Die Briefsammlung ist einzigartig. Sie gewährt Einblick in die Sichtweisen und Sorgen, die Verzweiflung und Ratlosigkeit, die Grabenkämpfe und Eifersüchteleien vieler bekannter deutscher Autoren im Exil. Sie enthält Briefe von Erich Kästner, Thomas, Heinrich und Klaus Mann, Carl Zuckmayer, Stefan Zweig, Anna Seghers, Irmgard Keun, Franz Werfel, Alfred Döblin, Joseph Roth, Max Brod, René Schickele, Annette Kolb, Egon Erwin Kisch und vielen anderen. Manche Briefe sind geschäftlicher Natur, sind an den Lektor und die Literaturinstanz Kesten gerichtet. Andere appellieren an den Berater des Emergency Rescue Committee, der von New York aus versucht, von den Nazis verfolgte Schriftsteller aus dem überrannten Europa in die Staaten zu retten. Die meisten Briefe aber richten sich an den Freund, den Berater, den Gleichgesinnten, den Schriftstellerkollegen Kesten.
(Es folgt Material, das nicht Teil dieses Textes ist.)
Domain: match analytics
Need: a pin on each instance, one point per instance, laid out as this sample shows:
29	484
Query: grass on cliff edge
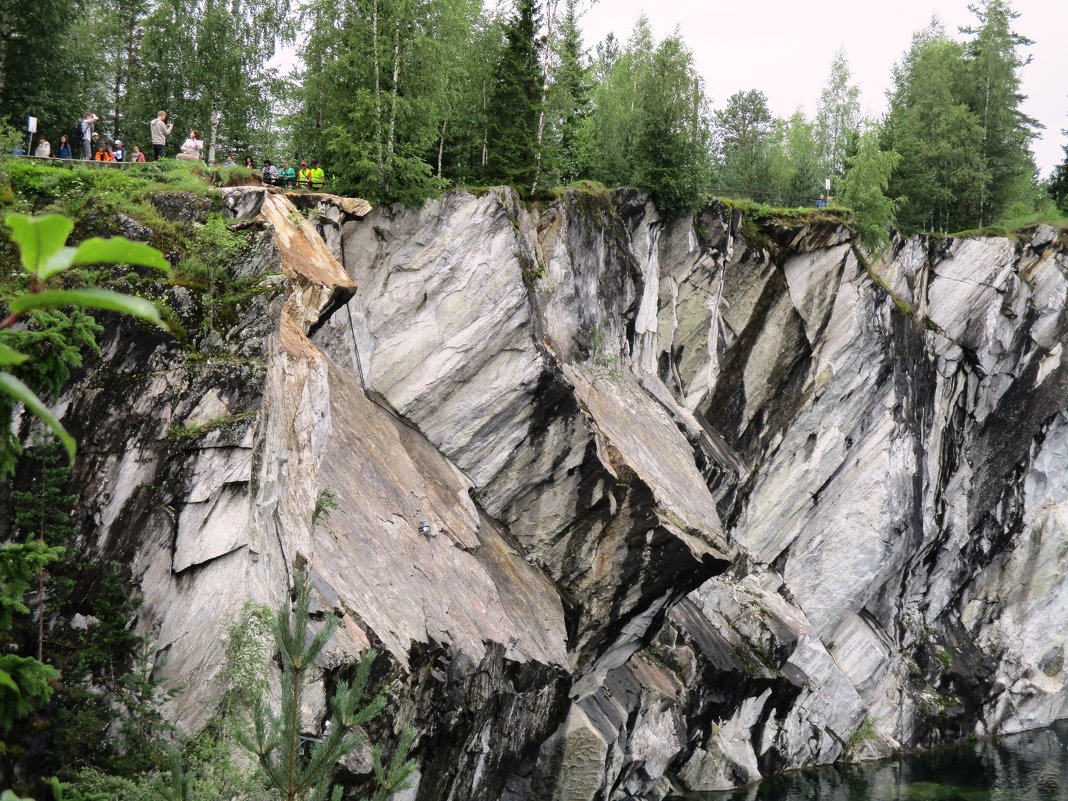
1014	225
98	200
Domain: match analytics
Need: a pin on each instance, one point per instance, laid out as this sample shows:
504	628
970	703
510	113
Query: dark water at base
1025	767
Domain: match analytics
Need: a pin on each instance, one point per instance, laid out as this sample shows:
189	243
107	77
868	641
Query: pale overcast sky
784	48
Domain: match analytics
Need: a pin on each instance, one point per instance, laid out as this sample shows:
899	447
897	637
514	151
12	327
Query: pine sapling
301	773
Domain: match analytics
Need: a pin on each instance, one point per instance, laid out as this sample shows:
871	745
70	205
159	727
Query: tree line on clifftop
404	99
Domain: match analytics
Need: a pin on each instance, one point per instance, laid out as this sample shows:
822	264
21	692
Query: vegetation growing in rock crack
326	502
298	767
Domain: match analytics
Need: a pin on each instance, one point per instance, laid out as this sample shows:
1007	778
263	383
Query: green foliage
516	103
24	680
44	255
741	134
649	124
1058	184
325	503
957	123
994	57
293	770
837	118
143	727
195	430
865	192
66	791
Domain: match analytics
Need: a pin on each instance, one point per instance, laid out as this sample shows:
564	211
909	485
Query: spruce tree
741	134
994	59
837	116
571	98
514	105
1058	183
299	768
864	190
941	173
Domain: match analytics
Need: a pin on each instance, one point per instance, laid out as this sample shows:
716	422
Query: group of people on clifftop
91	147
Die Briefsammlung enthält auch die unterschiedlichen Positionen der Exilliteraten, wie man dem Hitler-Regime entgegen soll: Da ist die freundliche Absage von Anna Seghers zu lesen, einen Text zu der ersten Anthologie (Novellen deutscher Dichter der Gegenwart) beizutragen, die von Kesten 1933 in Amsterdam herausgegeben wird. Sie hält es für unklug, einen Band nur mit Werken jüdischer Autoren zu füllen, anstatt mit allen Autoren, die die Nazis verbotenen haben. Da ist Joseph Roths ironischer Kommentar zu Stefan Zweigs Weigerung zu lesen, seinen Text gemeinsam mit einem eindeutig politischen Vorwort Kestens erscheinen zu lassen, das die Untaten und Gräuel der Nazis beim Namen nennt.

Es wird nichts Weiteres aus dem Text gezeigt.